Make email better
This month’s Digital Digest went out this week. It’s just under a year now since we’ve been using the Newsweaver system and we are really happy with it. It was especially useful while we were organising Congress as we had different groups involved in different ways: speakers, shortlistees, demonstrators and, of course, delegates. It really helped smooth some of the processes of communicating important information about Congress.
So it is with dismay that I read in my Campaign Monitor ezine (and about 2 seconds later in an email from IIA Member Pixel Design – thank you very much!) that Microsoft are planning to go ahead with their plan to use “the crippled Word rendering engine to display HTML emails in Outlook 2010″ as Campaign Monitor and The Email Standards Project put it.

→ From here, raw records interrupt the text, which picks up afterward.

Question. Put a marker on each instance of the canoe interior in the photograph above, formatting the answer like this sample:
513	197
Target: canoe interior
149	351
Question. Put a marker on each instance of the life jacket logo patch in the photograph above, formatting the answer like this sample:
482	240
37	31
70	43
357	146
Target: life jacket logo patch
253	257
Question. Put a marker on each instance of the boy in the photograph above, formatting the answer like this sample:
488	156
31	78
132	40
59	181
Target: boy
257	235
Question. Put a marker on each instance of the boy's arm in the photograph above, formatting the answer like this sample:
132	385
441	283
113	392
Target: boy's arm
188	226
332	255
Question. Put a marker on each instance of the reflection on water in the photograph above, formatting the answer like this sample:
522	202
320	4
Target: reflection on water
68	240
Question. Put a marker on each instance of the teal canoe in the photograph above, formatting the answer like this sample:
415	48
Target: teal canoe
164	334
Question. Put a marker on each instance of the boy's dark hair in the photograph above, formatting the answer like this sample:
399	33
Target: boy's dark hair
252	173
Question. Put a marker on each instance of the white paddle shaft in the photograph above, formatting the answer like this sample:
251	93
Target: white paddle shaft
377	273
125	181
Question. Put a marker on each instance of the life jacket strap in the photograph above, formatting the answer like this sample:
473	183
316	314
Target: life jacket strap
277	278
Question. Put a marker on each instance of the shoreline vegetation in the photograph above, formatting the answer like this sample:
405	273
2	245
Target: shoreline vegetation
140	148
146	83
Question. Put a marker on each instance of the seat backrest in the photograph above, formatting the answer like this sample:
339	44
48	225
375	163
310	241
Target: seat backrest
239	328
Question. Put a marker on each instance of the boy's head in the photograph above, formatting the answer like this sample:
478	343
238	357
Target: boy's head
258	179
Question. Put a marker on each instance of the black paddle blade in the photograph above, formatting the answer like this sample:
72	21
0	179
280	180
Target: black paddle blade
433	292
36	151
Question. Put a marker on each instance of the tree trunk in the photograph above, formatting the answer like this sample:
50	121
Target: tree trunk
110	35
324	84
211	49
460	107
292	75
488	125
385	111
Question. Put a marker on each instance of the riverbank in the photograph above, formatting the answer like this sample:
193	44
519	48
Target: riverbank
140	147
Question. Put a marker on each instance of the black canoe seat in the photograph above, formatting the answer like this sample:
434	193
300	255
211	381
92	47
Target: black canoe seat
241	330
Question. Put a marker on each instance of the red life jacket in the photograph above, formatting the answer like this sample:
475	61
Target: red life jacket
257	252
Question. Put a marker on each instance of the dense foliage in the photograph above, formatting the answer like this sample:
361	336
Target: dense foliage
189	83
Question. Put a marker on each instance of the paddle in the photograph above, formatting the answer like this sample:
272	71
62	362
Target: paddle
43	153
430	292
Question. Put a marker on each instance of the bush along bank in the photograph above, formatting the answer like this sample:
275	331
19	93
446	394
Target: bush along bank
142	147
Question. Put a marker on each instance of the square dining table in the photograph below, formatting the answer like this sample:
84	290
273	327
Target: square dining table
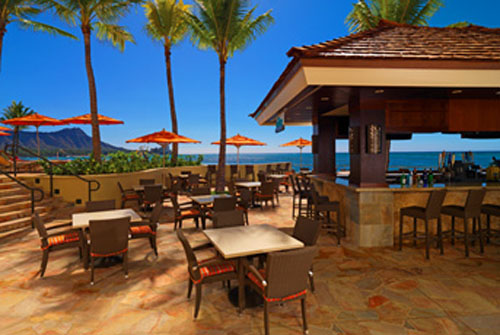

I think Microsoft are doing lots of great things and I love and use some of their products regularly and happily. But I also love my ezines. I’ve been writing ezines for about eight years now and trying to keep up to speed on what works and what doesn’t in email. I know that many of the beautiful email newsletters that we see today came about from painstaking developing and care for cross platform/ browser/ email client compatibility. Email marketing can be really effective but it has to be able to relate visually to everything else a company produces online. It must reinforce that relationship so that even if a subscriber signed up on your site a week, a month or more previously, they will instantly recognise your brand and style in their inbox no matter what email client they use. You can read another interesting perspective on this issue on Long Zheng’s Blog who points out that while Outlook 2010 may have problems there are other email clients that are equally questionable when it comes to HTML rendering. If you do any sort of communication with your clients via email you should care about this issue and if you use Twitter you should add your voice to the campaign at fixoutlook.org
And if you aren’t emailing your clients em… right. I don’t know what to say to you. Try this for starters maybe?
UPDATE: 29/06/2009 (Thanks to @denisecox) Microsoft respond to the FixOutlook.org Campaign and the Email Standards Project respond.